Segundo ela, essas ações já tiveram um impacto significativo no mercado, resultando em uma queda na produção oficial de ouro e nas exportações. “Em 2023, os garimpos deixaram de produzir oficialmente 14 toneladas de ouro, o que representa mais de R$ 4 bilhões. Anteriormente, o ouro ilegal era facilmente ‘esquentado’ e exportado como se fosse legal. Com os novos controles, essa prática foi dificultada, tornando o mercado ilegal menos atrativo e, consequentemente, aumentando o deságio de preços”, afirma.
Larissa também ressalta a importância de exigir comprovação de origem do metal nos mercados consumidores, ou seja, nos países que compram ouro do Brasil. “Precisamos combinar essas medidas de mercado com uma intensificação das operações de repressão ao crime, já que ambas aumentam os riscos financeiros da atividade ilegal. Essa combinação é essencial para combater efetivamente a extração ilegal”, conclui.

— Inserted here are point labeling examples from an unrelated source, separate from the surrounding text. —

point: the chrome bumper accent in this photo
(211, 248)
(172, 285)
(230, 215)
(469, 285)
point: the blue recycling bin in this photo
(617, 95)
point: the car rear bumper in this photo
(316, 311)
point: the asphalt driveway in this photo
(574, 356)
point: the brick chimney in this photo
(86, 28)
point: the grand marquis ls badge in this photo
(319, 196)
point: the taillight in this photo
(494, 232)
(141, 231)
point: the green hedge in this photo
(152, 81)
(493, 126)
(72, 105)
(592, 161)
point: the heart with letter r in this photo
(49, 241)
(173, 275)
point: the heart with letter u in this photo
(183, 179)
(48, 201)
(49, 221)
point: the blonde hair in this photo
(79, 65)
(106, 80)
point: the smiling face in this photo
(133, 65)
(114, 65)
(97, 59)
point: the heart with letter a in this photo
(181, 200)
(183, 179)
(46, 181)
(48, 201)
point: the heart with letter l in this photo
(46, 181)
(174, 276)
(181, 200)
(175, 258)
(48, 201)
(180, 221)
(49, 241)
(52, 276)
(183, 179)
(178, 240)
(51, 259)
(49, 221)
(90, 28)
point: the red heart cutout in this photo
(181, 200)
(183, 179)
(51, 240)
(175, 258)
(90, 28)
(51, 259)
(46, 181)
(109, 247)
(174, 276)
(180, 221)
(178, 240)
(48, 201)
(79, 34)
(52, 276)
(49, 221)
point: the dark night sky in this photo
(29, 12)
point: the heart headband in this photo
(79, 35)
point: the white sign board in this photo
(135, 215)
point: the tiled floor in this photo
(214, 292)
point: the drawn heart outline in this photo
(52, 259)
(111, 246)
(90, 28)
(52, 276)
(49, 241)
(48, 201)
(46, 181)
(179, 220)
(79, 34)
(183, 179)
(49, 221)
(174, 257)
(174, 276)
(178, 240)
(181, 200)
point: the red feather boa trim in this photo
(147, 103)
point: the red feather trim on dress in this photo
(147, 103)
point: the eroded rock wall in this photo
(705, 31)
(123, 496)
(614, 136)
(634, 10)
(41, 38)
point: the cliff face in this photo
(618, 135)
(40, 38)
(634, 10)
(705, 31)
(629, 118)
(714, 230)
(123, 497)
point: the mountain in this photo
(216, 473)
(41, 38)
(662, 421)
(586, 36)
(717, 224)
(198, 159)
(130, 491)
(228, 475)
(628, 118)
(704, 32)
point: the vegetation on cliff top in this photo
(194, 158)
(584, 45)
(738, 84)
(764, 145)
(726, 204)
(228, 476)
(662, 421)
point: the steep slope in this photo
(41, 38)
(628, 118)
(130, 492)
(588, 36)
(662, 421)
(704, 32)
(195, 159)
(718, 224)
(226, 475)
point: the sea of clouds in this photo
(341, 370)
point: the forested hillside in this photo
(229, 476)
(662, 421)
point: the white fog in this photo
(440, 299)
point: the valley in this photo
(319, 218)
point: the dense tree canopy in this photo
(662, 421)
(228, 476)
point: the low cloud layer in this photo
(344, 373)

Larissa Rodrigues participará do debate sobre o tema no dia 7 de novembro, às 15h30. Confira a entrevista completa abaixo.

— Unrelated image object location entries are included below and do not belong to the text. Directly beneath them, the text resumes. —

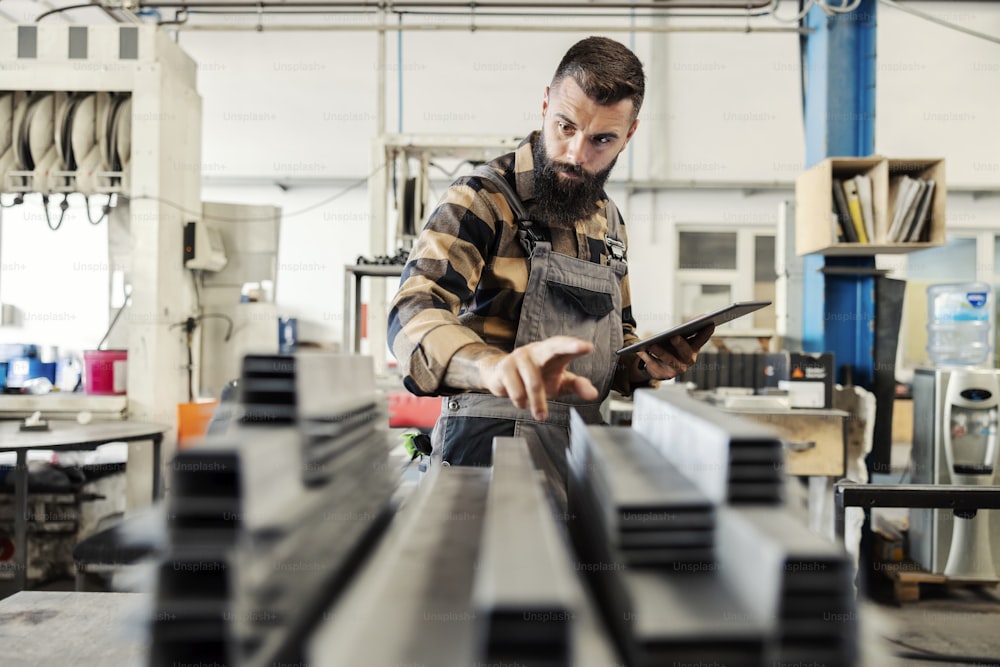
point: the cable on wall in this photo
(941, 22)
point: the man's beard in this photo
(559, 200)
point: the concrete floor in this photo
(959, 626)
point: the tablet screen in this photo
(691, 328)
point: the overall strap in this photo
(527, 233)
(616, 247)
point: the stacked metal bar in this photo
(525, 595)
(785, 572)
(268, 521)
(412, 601)
(730, 459)
(474, 570)
(665, 605)
(769, 591)
(653, 515)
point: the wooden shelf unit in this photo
(815, 219)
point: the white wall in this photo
(723, 107)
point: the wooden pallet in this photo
(908, 578)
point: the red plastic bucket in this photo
(105, 371)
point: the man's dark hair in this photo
(606, 70)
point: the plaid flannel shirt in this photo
(466, 276)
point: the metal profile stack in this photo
(730, 459)
(800, 581)
(663, 599)
(473, 571)
(768, 592)
(525, 596)
(264, 532)
(652, 513)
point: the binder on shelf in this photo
(904, 195)
(820, 189)
(867, 211)
(854, 206)
(843, 213)
(922, 213)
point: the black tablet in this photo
(691, 328)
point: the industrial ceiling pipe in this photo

Qual a avaliação do Instituto Escolhas sobre a evolução do garimpo ilegal na Amazônia? Há casos de autoridades públicas que apoiam seu alastramento?
Larissa: Infelizmente, a extração ilegal de ouro tem sido crescente no país, especialmente em territórios indígenas na Amazônia. Em dez anos, entre 2012 e 2022, a extração ilegal de ouro nas Terras Indígenas aumentou mais de seis vezes. Em 2012, a área ilegal ocupava 3.459 hectares dentro desses territórios e, ao final de 2022, chegou a 22.637 hectares. Essa situação é gravíssima, pois leva à destruição ambiental de ecossistemas sensíveis, à contaminação por mercúrio e à violação de direitos humanos. É inimaginável e desolador que ainda hoje não tenhamos conseguido, como país, controlar esse problema. Por isso, precisamos tratar do combate à extração ilegal de modo sério e concreto, adotando não apenas uma, mas um conjunto de medidas, para pôr fim à extração ilegal.
Quais são as principais estratégias que é possível adotar para o país combater o garimpo ilegal na Amazônia?
Larissa: Para combater a extração ilegal de ouro, e outros minérios também, o país precisa de uma estratégia conjugada, ou seja, adotar não apenas uma, mas um conjunto de medidas, que se complementam para esse objetivo. De modo geral, é preciso aumentar os custos e assim o risco financeiro das atividades ilegais, para que elas sejam menos atrativas economicamente. Isso se faz, por exemplo, colocando controles sobre a comercialização do ouro, como, a suspensão das transações feitas apenas com base na boa-fé dos envolvidos e notas fiscais eletrônicas, medidas estas que foram implementadas ao longo de 2023. Essas medidas, recentes, já tiveram um efeito enorme no mercado, causando queda na produção de ouro oficialmente registrada e nas exportações. Por conta delas, em 2023, os garimpos deixaram de produzir oficialmente 14 toneladas de ouro, o equivalente a mais de R$ 4 bilhões de reais. Esse ouro, antes, além de todos os impactos ambientais e sociais, estava gerando uma concorrência desleal no mercado.
E por quê? Porque antes, sem nenhum controle, o ouro ilegal era facilmente “esquentado” e exportado como se fosse ouro legal, juntamente com o restante do ouro brasileiro. Agora, com algum controle, o ouro ilegal já não é “esquentado” e exportado tão facilmente. Ou seja, as medidas fecharam uma porta para o ouro ilegal, uma porta importante, que era a da exportação para grandes mercados externos. Isso gerou uma situação menos atrativa economicamente para o ouro ilegal, com isso o deságio de preços vai aumentando, e assim vamos “estrangulando” esse mercado ilegal.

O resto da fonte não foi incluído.